Sabem que estarão emocionalmente à prova, todos os dias, no contacto com doentes em sofrimento, com vidas em risco e com a morte, não apenas na relação médico-doente, mas para além do local e do tempo de trabalho. Sabem que estarão sujeitos a trabalho por turnos, noturnos e diurnos, em dias de descanso e em dias festivos, prejudicando o seu necessário tempo de repouso, assim como a saúde da sua vida pessoal, familiar e social. Sabem que estarão suscetíveis a doenças infectocontagiosas, decorrentes do contacto humano intrínseco à profissão, destacado nos últimos tempos pela covid-19 mas que não permite ignorar outras doenças eventualmente graves como a tuberculose, as infeções por VIH, as hepatites B e C ou outros agentes não raramente multirresistentes.
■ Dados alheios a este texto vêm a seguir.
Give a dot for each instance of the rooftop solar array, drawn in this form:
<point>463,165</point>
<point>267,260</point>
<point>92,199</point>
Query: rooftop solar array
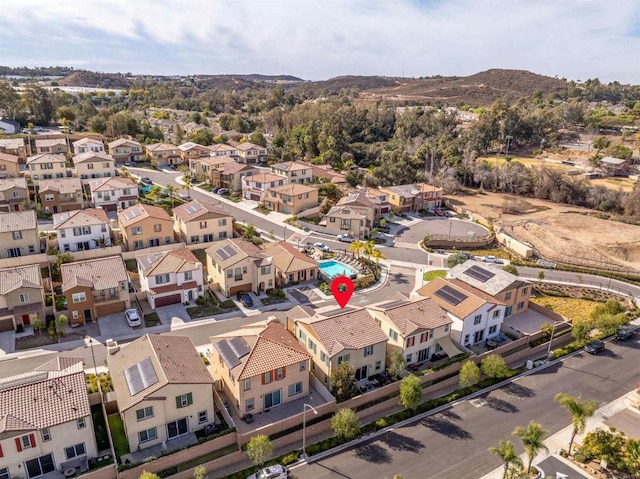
<point>450,295</point>
<point>140,376</point>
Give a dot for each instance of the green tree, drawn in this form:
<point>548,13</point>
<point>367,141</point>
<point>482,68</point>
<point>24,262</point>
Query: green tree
<point>493,366</point>
<point>469,374</point>
<point>532,438</point>
<point>345,424</point>
<point>579,411</point>
<point>410,391</point>
<point>259,449</point>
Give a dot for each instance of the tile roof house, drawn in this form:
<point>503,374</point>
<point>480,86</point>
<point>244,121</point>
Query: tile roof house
<point>476,315</point>
<point>170,277</point>
<point>61,194</point>
<point>21,296</point>
<point>261,366</point>
<point>45,421</point>
<point>163,390</point>
<point>235,265</point>
<point>80,230</point>
<point>334,337</point>
<point>95,288</point>
<point>145,226</point>
<point>19,234</point>
<point>202,222</point>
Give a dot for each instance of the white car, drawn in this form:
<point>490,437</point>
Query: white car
<point>271,472</point>
<point>133,319</point>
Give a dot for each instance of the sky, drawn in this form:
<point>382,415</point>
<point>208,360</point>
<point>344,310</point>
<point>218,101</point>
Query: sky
<point>321,39</point>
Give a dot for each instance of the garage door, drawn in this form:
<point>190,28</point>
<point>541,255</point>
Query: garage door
<point>166,300</point>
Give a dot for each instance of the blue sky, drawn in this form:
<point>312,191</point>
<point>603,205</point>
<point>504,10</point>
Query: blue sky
<point>320,39</point>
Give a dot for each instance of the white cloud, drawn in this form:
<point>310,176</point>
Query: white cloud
<point>317,39</point>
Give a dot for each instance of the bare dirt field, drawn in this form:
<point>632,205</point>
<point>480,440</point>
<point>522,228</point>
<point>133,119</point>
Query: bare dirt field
<point>560,233</point>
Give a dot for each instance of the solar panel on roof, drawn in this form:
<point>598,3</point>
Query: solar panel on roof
<point>481,274</point>
<point>450,295</point>
<point>140,376</point>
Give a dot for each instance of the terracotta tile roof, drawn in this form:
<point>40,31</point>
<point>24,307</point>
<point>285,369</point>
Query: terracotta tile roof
<point>100,273</point>
<point>76,218</point>
<point>136,213</point>
<point>43,398</point>
<point>411,316</point>
<point>174,360</point>
<point>18,221</point>
<point>64,186</point>
<point>20,277</point>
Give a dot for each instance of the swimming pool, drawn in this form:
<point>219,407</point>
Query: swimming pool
<point>335,268</point>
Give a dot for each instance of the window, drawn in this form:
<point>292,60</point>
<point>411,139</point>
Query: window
<point>295,389</point>
<point>184,400</point>
<point>148,435</point>
<point>144,413</point>
<point>79,297</point>
<point>74,451</point>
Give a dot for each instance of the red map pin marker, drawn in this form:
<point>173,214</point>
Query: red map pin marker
<point>342,289</point>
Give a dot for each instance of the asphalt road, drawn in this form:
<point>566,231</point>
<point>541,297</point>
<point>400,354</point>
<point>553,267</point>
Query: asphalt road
<point>454,443</point>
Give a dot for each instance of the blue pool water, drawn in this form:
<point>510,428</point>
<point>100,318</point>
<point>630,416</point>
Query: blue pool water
<point>335,268</point>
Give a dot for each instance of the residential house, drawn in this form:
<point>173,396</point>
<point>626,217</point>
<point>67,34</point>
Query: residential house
<point>95,288</point>
<point>413,198</point>
<point>90,166</point>
<point>81,230</point>
<point>418,329</point>
<point>338,336</point>
<point>88,145</point>
<point>9,167</point>
<point>144,226</point>
<point>45,421</point>
<point>114,193</point>
<point>46,166</point>
<point>476,315</point>
<point>14,193</point>
<point>125,150</point>
<point>202,222</point>
<point>57,146</point>
<point>291,199</point>
<point>19,234</point>
<point>21,297</point>
<point>164,154</point>
<point>503,286</point>
<point>291,266</point>
<point>293,171</point>
<point>170,277</point>
<point>164,391</point>
<point>236,265</point>
<point>14,146</point>
<point>61,194</point>
<point>261,366</point>
<point>255,187</point>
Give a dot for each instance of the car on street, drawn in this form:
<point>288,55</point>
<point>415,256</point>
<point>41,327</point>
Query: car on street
<point>272,472</point>
<point>594,347</point>
<point>133,318</point>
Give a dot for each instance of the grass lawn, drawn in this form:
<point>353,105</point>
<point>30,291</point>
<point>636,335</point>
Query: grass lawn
<point>120,443</point>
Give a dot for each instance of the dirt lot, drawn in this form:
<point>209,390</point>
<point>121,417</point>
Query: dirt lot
<point>561,233</point>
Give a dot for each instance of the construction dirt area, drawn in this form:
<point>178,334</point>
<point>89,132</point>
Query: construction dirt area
<point>560,233</point>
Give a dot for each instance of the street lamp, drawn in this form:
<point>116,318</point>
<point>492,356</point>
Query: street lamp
<point>304,425</point>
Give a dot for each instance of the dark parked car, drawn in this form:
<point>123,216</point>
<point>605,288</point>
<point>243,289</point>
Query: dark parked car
<point>594,347</point>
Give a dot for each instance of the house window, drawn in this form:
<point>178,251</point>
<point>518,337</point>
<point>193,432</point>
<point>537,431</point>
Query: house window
<point>144,413</point>
<point>74,451</point>
<point>295,389</point>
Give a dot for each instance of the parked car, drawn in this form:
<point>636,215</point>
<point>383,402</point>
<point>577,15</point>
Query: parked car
<point>594,347</point>
<point>272,472</point>
<point>133,319</point>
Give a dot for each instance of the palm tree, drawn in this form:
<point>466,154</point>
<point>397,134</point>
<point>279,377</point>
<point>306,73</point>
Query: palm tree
<point>579,411</point>
<point>532,438</point>
<point>507,454</point>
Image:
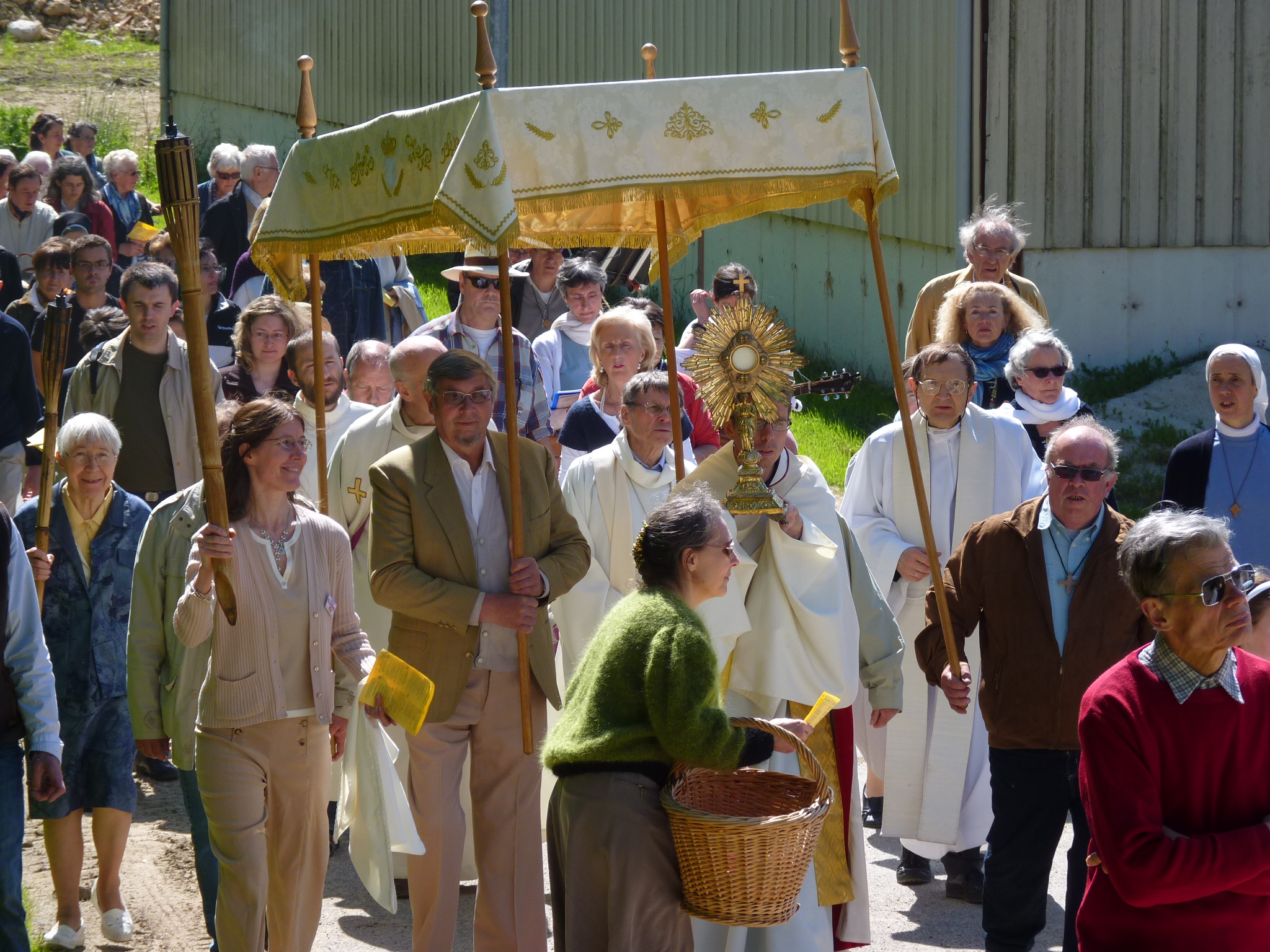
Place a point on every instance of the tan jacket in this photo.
(921, 329)
(244, 678)
(175, 397)
(424, 566)
(1030, 694)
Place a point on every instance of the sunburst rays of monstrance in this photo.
(745, 368)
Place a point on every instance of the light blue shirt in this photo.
(1062, 547)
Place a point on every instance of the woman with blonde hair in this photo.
(273, 708)
(621, 346)
(986, 319)
(260, 337)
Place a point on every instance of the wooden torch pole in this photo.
(58, 323)
(664, 265)
(487, 71)
(178, 191)
(306, 122)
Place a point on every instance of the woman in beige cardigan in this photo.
(270, 711)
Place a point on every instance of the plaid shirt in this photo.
(1184, 681)
(531, 398)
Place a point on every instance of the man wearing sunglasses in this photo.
(1175, 771)
(1042, 587)
(477, 327)
(974, 464)
(441, 562)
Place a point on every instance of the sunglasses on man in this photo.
(1213, 591)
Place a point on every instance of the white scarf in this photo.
(572, 328)
(1037, 413)
(1259, 403)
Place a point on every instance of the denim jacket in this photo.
(87, 624)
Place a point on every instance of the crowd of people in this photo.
(1109, 672)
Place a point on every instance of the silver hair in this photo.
(1109, 439)
(83, 430)
(116, 159)
(996, 216)
(374, 353)
(254, 156)
(224, 157)
(1157, 540)
(1029, 343)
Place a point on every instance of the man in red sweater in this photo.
(1175, 774)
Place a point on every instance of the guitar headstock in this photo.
(831, 384)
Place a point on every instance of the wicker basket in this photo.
(745, 838)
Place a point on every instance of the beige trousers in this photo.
(506, 783)
(265, 791)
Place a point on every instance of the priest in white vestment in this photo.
(340, 412)
(974, 465)
(809, 620)
(610, 491)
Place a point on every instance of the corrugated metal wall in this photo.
(1132, 122)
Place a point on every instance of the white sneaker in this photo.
(63, 936)
(116, 923)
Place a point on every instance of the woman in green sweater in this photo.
(644, 697)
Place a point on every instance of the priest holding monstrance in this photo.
(802, 616)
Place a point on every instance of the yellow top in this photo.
(86, 530)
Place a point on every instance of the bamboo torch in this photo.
(52, 356)
(849, 46)
(664, 263)
(178, 191)
(487, 71)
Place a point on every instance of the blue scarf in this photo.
(127, 207)
(990, 362)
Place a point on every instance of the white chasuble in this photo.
(610, 493)
(936, 765)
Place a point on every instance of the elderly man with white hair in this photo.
(223, 172)
(991, 240)
(226, 220)
(1175, 771)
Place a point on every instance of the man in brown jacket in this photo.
(1042, 586)
(440, 559)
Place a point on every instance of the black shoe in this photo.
(155, 769)
(871, 813)
(913, 870)
(967, 886)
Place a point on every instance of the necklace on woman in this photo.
(1235, 495)
(278, 546)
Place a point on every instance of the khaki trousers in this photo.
(265, 791)
(511, 914)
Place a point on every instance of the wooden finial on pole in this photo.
(487, 68)
(649, 54)
(849, 43)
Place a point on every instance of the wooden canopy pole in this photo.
(664, 263)
(178, 188)
(850, 48)
(58, 333)
(487, 71)
(306, 122)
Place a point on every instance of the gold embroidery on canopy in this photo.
(486, 157)
(762, 115)
(610, 125)
(687, 123)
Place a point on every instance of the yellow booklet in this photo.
(407, 692)
(143, 232)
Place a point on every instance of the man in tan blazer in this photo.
(441, 560)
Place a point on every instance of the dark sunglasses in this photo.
(1070, 472)
(1043, 372)
(1213, 591)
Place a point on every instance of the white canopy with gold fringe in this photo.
(578, 165)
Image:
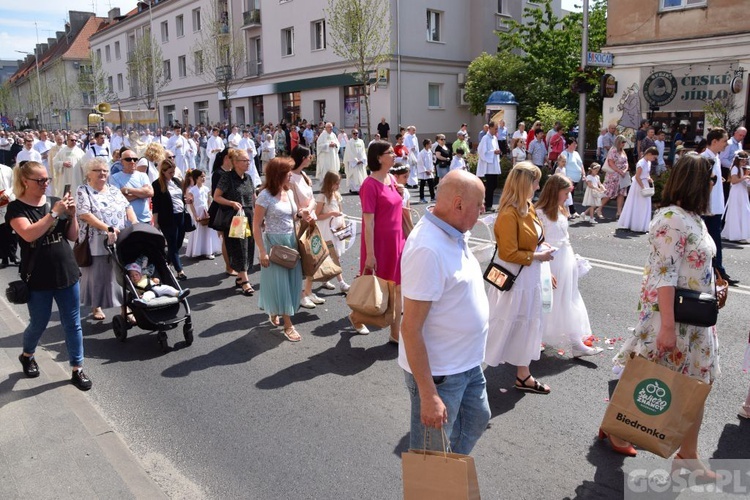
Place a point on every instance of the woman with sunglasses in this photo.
(45, 225)
(103, 211)
(169, 211)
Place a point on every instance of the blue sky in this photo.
(17, 20)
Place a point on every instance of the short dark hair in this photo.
(715, 134)
(374, 152)
(688, 184)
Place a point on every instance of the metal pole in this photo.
(582, 96)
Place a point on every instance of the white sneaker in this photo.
(360, 329)
(307, 303)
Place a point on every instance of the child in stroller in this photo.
(149, 288)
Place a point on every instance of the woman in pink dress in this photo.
(382, 235)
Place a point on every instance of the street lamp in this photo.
(38, 81)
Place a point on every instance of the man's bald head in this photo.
(460, 199)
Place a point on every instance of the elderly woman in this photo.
(516, 315)
(617, 161)
(688, 349)
(44, 226)
(153, 156)
(383, 235)
(103, 211)
(235, 189)
(170, 212)
(306, 205)
(275, 212)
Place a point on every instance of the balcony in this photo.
(251, 19)
(254, 68)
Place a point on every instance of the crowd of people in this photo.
(90, 187)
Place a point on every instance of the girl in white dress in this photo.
(592, 197)
(329, 210)
(636, 214)
(204, 242)
(737, 213)
(567, 324)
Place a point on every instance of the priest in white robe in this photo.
(328, 153)
(355, 162)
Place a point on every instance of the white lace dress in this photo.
(568, 321)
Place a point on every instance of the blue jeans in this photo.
(465, 397)
(713, 224)
(40, 309)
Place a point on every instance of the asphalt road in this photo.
(242, 413)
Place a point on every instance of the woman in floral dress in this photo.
(617, 161)
(681, 252)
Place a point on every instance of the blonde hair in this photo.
(155, 153)
(21, 172)
(518, 186)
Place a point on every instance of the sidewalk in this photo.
(53, 442)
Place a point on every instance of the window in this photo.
(680, 4)
(318, 31)
(433, 95)
(197, 19)
(198, 62)
(434, 29)
(287, 42)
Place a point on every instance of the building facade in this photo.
(46, 89)
(289, 71)
(673, 57)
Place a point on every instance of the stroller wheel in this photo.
(187, 331)
(163, 343)
(120, 327)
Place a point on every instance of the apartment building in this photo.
(671, 57)
(45, 90)
(289, 70)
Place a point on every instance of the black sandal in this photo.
(537, 388)
(247, 292)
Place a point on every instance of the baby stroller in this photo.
(160, 314)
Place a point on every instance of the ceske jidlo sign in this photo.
(686, 88)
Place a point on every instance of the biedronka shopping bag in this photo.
(653, 407)
(439, 475)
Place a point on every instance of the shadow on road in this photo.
(343, 360)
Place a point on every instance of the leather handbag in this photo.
(700, 308)
(82, 250)
(283, 256)
(498, 276)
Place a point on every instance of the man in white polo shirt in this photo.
(442, 357)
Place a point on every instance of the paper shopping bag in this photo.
(238, 227)
(312, 250)
(368, 295)
(381, 320)
(436, 475)
(653, 407)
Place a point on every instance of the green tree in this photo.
(359, 31)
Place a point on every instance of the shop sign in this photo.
(687, 88)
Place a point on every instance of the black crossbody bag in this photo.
(500, 277)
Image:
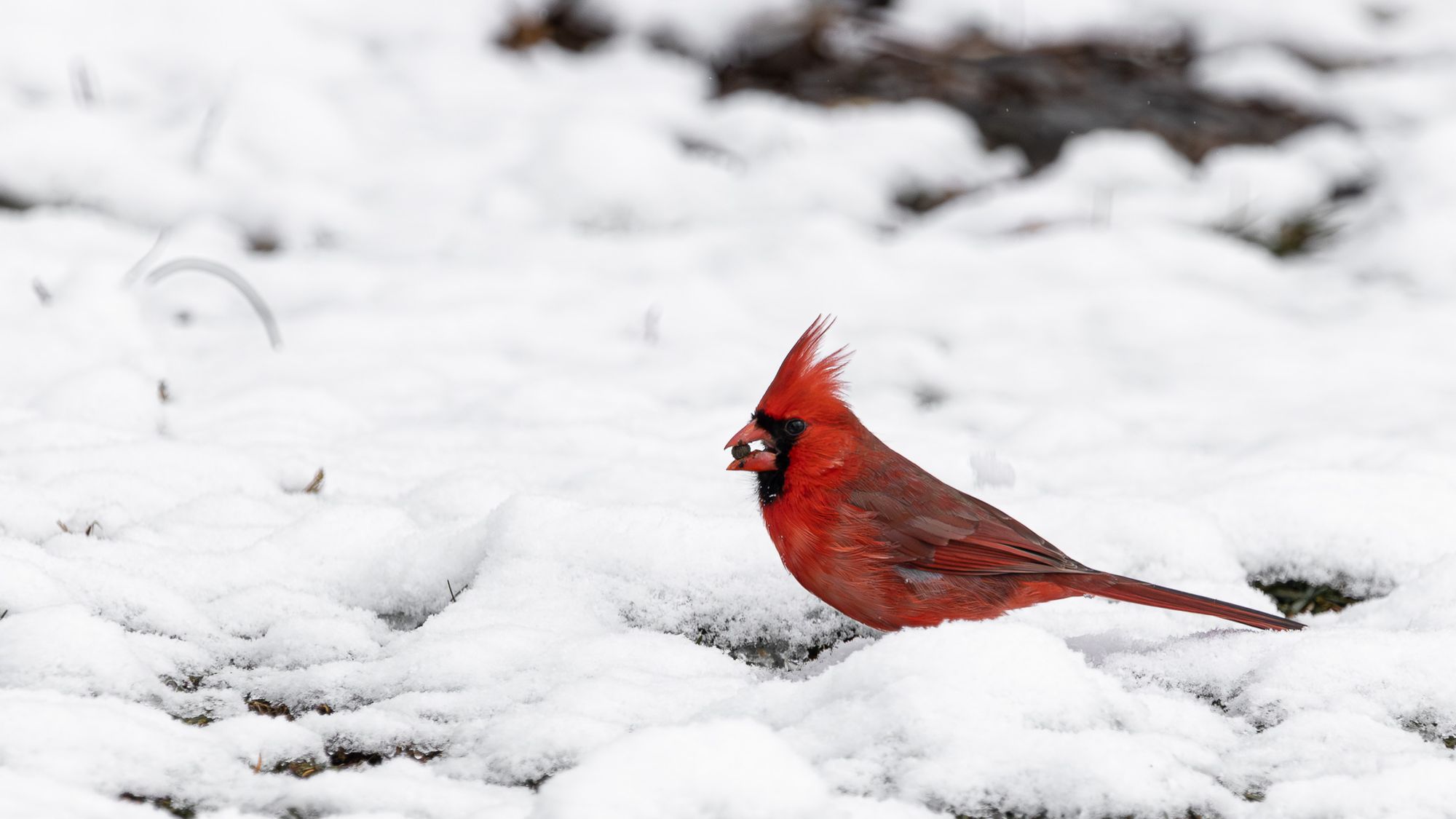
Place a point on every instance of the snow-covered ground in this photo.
(521, 321)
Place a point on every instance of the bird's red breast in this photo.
(885, 541)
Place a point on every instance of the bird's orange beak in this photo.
(752, 459)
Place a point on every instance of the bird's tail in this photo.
(1132, 590)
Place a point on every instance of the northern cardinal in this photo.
(885, 541)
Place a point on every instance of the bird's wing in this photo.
(938, 528)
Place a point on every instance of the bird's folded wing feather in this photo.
(953, 532)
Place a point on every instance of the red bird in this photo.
(885, 541)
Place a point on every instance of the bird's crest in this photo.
(806, 382)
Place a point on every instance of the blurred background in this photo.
(337, 337)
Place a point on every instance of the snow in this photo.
(525, 299)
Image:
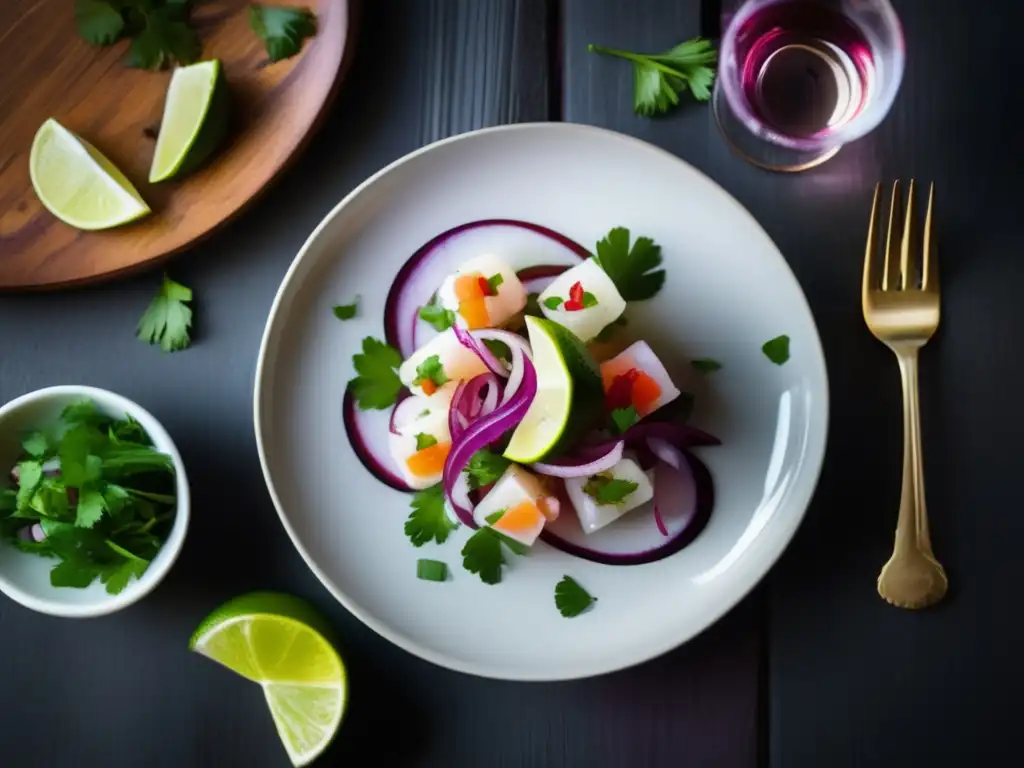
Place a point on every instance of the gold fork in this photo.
(901, 308)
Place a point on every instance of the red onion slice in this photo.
(484, 431)
(564, 468)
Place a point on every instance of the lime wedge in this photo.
(195, 120)
(569, 394)
(78, 184)
(279, 641)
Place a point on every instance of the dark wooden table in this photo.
(813, 670)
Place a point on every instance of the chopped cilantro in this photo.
(607, 489)
(570, 598)
(377, 384)
(431, 570)
(431, 370)
(633, 269)
(424, 440)
(777, 349)
(428, 519)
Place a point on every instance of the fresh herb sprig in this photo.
(92, 493)
(659, 78)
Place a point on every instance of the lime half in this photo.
(78, 184)
(569, 394)
(279, 641)
(195, 120)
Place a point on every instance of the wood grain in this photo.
(49, 71)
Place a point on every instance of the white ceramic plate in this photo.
(728, 291)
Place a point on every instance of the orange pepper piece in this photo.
(645, 393)
(474, 311)
(520, 517)
(429, 461)
(467, 287)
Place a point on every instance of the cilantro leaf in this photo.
(607, 489)
(431, 370)
(36, 443)
(632, 269)
(89, 509)
(77, 572)
(377, 384)
(117, 579)
(777, 349)
(498, 348)
(30, 474)
(494, 282)
(659, 78)
(484, 468)
(482, 555)
(428, 519)
(495, 516)
(98, 22)
(624, 418)
(706, 365)
(424, 440)
(282, 29)
(431, 570)
(346, 311)
(570, 598)
(164, 40)
(167, 320)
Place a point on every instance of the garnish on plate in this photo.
(377, 384)
(347, 311)
(777, 349)
(92, 493)
(283, 29)
(428, 520)
(659, 78)
(431, 570)
(168, 318)
(633, 269)
(570, 598)
(706, 365)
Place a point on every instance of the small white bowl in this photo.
(26, 578)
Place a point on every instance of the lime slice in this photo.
(78, 184)
(569, 394)
(279, 641)
(195, 120)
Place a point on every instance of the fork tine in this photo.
(890, 273)
(930, 274)
(870, 279)
(907, 257)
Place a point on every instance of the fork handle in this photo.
(911, 527)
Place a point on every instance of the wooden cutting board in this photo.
(46, 70)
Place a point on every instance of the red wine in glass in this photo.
(800, 77)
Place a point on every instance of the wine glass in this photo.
(800, 78)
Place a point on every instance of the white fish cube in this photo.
(510, 298)
(594, 516)
(402, 448)
(457, 361)
(641, 357)
(513, 488)
(589, 322)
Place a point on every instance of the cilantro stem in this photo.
(636, 57)
(125, 553)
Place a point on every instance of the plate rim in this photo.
(409, 644)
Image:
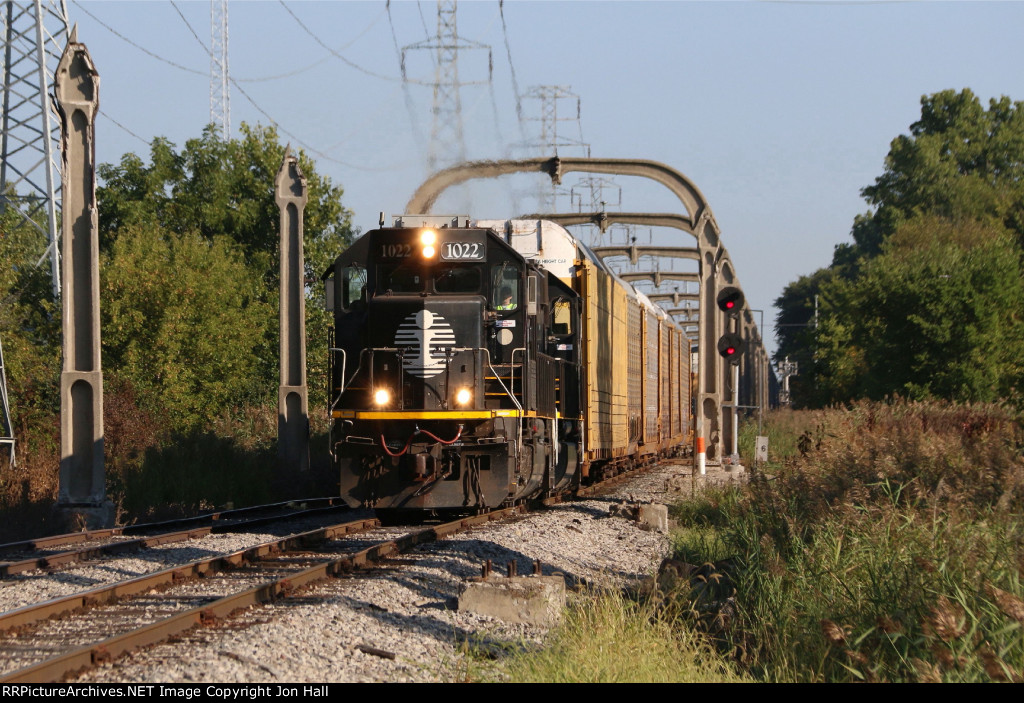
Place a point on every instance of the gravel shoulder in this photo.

Mas, hoje em dia, sabem também que estarão expostos ao risco dramaticamente aumentado de violência profissional, cujos episódios se têm agravado nos últimos anos.
Estes aspetos, associados a decisões altamente complexas, sob pressões de várias índoles, muitas vezes tomadas em condições de trabalho inadequadas, com equipas de médicos reduzidas e sobrecarregadas de tarefas, levam, aos profissionais, um aumento do risco de doenças cardiovasculares, de burnout/esgotamento, de stress pós-traumático e de suicídio, e aos doentes, a um risco acrescido de não serem tratados nas melhores condições de segurança.
Quando decidimos ser médicos, assumimos e reconhecemos todos estes fatores, mas o Estado e o país precisam necessariamente de o fazer também, sob pena de se perpetuar e acentuar o desgaste, a desmotivação e a desilusão dos médicos com uma carreira que não os valoriza e que os empurra para fora do Serviço Nacional de Saúde.
O bastonário da Ordem dos Médicos, Miguel Guimarães, tem vindo desde 2017 a alertar para a importância do reconhecimento da profissão médica como uma profissão de alto risco e desgaste rápido. Estes últimos cinco anos têm reforçado a sua razão de então, e eu acredito que 2023 tem de ser o ano em que esse passo seja dado a bem do futuro da Saúde em Portugal.